State Securities Regulator Permitted to Intervene In Petition to Confirm Arbitration Award.
Karsner v. Lothian and NASD, 2008 U.S. App. LEXIS 14910 (D.C. Cir. 2008)

The Maryland Securities Commissioner appealed the district court's denial of her motion to intervene as of right in an arbitration affirmation proceeding. In the underlying arbitration, the panel had recommended-pursuant to a settlement agreement-that a customer complaint and the ensuing arbitration be expunged from the disciplinary record of a securities broker who was licensed in Maryland. The Maryland Securities Commissioner contended that the district court erred in denying intervention because she has a substantial interest in ensuring the integrity of her records. The Court of Appeals for the D.C. Circuit agreed and reversed the district court's denial of the Commissioner's petition for intervention.

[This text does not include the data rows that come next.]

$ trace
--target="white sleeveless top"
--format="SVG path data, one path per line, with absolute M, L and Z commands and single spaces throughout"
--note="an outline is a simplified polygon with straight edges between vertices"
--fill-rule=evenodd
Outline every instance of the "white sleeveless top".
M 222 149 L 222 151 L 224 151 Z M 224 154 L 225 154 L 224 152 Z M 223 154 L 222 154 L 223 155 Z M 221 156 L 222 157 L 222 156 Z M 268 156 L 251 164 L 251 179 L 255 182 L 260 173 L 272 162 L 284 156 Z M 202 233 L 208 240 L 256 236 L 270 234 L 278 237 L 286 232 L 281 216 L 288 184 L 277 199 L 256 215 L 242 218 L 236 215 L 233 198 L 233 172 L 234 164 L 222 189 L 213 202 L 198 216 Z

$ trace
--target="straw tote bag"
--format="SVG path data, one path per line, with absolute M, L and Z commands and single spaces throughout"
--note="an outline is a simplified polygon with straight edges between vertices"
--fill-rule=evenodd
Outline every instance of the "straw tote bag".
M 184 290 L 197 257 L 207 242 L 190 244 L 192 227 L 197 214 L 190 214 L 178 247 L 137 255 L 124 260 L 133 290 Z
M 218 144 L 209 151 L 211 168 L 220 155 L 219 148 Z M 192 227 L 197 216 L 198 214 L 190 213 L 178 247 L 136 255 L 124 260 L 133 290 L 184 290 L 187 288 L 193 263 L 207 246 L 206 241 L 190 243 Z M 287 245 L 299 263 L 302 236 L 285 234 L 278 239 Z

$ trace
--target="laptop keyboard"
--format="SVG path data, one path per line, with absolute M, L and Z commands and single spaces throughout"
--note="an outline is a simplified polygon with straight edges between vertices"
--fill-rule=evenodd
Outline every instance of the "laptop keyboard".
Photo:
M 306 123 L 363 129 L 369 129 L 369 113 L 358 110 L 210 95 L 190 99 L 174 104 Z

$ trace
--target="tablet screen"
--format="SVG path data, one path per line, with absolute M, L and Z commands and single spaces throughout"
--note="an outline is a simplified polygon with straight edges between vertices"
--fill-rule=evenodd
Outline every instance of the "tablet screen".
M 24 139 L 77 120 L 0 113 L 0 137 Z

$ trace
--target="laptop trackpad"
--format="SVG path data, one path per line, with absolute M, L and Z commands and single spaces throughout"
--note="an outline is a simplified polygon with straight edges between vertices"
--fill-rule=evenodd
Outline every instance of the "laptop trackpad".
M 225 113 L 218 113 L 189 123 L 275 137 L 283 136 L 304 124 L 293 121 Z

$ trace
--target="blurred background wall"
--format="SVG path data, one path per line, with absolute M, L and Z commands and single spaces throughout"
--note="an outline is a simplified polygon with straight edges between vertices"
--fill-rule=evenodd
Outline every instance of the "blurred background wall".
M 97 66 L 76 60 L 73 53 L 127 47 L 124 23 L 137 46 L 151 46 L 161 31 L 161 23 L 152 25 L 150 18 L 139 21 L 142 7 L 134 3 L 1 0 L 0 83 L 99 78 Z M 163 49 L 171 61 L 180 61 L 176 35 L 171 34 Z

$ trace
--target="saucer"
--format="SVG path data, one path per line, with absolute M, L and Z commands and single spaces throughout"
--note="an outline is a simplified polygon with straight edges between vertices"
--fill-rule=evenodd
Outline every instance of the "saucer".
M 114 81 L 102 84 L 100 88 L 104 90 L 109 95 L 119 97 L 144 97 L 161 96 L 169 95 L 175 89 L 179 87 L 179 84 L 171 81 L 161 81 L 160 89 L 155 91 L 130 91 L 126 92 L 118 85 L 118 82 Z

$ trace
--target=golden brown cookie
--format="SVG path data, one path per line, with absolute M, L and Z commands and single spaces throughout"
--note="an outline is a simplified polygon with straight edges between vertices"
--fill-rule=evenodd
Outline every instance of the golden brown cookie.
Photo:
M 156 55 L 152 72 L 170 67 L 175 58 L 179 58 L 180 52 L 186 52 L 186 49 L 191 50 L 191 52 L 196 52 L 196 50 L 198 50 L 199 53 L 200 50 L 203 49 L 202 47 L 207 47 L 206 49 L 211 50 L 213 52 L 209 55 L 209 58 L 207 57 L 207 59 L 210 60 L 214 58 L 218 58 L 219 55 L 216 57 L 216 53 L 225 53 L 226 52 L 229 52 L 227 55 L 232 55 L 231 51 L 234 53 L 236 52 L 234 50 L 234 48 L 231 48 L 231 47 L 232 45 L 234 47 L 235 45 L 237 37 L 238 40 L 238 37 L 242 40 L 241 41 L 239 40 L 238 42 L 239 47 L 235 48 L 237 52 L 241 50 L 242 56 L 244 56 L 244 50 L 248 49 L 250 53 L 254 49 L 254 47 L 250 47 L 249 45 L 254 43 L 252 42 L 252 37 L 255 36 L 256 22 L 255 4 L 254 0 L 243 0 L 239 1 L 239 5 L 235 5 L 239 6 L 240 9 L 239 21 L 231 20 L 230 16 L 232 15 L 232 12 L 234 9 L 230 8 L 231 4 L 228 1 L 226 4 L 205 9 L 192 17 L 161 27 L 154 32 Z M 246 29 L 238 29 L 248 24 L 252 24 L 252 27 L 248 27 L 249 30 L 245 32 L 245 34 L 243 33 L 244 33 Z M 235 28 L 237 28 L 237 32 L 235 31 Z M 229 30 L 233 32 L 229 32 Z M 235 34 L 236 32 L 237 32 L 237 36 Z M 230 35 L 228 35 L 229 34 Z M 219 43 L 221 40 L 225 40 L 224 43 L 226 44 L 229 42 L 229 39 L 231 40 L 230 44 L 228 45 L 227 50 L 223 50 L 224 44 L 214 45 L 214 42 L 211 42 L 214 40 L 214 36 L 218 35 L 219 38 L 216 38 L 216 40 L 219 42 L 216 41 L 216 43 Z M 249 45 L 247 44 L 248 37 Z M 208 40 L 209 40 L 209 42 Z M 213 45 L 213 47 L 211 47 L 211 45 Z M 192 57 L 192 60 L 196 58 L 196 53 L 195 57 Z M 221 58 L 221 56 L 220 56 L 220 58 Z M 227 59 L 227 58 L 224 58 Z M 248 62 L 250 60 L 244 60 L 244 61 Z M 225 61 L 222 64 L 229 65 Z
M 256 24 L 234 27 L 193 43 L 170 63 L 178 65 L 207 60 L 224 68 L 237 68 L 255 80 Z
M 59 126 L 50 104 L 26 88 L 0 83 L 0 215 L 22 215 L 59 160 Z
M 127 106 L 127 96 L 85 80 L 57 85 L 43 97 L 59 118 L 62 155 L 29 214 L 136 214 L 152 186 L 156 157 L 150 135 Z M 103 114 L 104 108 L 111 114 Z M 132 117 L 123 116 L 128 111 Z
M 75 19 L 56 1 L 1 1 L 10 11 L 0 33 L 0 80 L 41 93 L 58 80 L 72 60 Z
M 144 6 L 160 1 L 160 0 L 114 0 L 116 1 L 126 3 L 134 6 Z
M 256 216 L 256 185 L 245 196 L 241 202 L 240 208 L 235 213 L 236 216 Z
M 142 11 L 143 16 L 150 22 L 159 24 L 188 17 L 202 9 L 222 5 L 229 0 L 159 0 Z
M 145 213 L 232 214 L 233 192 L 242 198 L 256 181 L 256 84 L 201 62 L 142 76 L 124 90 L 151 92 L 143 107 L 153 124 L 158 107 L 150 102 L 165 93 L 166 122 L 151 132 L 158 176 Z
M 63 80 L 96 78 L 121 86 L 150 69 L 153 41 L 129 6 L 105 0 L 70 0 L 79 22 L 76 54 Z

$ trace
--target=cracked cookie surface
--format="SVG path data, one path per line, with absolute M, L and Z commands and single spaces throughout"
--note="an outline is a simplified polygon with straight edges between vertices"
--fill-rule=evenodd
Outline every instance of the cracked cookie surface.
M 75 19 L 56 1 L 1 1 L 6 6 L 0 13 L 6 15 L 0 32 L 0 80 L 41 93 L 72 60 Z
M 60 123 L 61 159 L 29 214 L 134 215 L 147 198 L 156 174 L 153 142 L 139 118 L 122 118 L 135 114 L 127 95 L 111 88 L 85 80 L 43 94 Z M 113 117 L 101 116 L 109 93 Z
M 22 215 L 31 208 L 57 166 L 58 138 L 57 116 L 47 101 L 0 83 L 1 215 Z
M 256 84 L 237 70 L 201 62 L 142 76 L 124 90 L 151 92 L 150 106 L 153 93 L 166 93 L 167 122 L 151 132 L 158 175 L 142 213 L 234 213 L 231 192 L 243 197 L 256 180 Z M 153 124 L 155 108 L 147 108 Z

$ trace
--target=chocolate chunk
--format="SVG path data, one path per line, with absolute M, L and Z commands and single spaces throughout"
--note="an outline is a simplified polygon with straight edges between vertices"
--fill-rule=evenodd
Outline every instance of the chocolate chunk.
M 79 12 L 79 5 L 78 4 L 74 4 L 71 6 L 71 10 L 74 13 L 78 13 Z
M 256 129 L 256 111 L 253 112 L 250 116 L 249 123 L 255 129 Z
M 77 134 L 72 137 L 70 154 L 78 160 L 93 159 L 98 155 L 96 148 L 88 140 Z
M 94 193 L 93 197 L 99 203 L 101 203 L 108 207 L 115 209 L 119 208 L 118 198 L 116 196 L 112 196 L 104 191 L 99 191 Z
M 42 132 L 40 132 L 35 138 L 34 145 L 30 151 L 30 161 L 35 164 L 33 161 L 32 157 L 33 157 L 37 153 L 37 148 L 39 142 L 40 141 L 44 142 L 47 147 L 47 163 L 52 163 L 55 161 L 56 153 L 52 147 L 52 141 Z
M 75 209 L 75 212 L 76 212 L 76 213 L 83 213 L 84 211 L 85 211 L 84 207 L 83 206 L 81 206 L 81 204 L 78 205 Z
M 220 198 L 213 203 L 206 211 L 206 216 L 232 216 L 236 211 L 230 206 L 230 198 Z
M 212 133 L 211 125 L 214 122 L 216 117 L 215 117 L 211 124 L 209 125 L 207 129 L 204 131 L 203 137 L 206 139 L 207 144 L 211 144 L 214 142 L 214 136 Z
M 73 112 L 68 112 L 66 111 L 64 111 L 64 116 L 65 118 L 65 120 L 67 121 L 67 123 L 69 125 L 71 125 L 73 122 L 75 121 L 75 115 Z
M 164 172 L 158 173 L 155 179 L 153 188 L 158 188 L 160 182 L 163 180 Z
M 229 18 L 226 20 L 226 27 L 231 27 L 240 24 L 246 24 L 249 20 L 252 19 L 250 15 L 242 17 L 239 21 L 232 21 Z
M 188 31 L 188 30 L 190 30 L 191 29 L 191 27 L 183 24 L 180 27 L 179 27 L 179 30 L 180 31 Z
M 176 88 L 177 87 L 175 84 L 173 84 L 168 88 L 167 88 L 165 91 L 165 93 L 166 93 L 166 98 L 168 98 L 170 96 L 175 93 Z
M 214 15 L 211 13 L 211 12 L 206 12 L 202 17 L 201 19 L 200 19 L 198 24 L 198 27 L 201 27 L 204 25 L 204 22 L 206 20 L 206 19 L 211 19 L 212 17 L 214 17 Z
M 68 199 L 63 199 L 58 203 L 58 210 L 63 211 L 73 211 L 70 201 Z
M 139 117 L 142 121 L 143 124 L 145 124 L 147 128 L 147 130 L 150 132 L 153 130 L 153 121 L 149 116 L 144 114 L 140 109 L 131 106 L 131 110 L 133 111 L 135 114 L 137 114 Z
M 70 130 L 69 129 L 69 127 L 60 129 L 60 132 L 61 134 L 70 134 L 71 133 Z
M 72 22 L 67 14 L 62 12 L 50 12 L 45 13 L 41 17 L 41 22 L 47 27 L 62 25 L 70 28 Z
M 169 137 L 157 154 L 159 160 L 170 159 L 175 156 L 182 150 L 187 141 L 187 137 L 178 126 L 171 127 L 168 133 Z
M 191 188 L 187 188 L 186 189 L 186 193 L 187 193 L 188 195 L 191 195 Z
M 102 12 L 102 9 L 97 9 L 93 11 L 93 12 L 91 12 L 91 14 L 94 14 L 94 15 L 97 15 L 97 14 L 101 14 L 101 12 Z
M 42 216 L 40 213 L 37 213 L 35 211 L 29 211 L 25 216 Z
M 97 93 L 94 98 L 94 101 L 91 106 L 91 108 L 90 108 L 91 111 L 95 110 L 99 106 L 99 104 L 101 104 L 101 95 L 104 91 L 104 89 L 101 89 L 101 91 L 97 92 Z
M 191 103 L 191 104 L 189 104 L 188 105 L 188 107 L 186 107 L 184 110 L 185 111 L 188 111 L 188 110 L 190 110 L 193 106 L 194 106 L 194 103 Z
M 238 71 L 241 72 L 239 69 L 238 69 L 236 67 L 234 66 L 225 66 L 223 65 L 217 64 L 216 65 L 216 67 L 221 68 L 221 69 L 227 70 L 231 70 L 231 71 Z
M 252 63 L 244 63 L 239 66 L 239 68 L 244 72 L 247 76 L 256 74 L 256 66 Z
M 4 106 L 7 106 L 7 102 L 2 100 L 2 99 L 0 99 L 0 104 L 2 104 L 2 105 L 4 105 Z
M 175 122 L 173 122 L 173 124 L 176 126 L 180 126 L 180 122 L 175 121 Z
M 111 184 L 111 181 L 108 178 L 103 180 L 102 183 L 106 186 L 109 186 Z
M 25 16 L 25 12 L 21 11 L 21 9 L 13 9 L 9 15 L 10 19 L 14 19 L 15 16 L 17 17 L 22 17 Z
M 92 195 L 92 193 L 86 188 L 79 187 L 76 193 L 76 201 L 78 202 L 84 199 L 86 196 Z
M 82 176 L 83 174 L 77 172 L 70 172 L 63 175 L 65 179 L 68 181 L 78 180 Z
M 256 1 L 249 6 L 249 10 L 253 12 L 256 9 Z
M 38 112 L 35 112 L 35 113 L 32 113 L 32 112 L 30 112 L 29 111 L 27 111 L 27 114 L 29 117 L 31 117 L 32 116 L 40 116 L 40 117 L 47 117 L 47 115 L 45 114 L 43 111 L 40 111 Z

California Court Voids Non-Compete Contract.
Edwards v. Arthur Andersen, LP, 44 Cal. 4th 937 (Ca. August 7, 2008)

The California Supreme Court concluded that the firm's non-competition agreement was invalid under California law because it restrained the employee's ability to practice his profession. The non-competition agreement prohibited the employee, for an 18-month period, from performing professional services of the type he had provided while at the firm for any client on whose account he had worked during the 18 months prior to his termination. The agreement also prohibited the employee, for a year after termination, from soliciting any client of the firm's Los Angeles office. The kind of restriction in the contract at issue is similar to those used in the securities industry, and this opinion may be used by lawyers in other states in litigation over broker-dealer non-compete agreements according to legal analysts.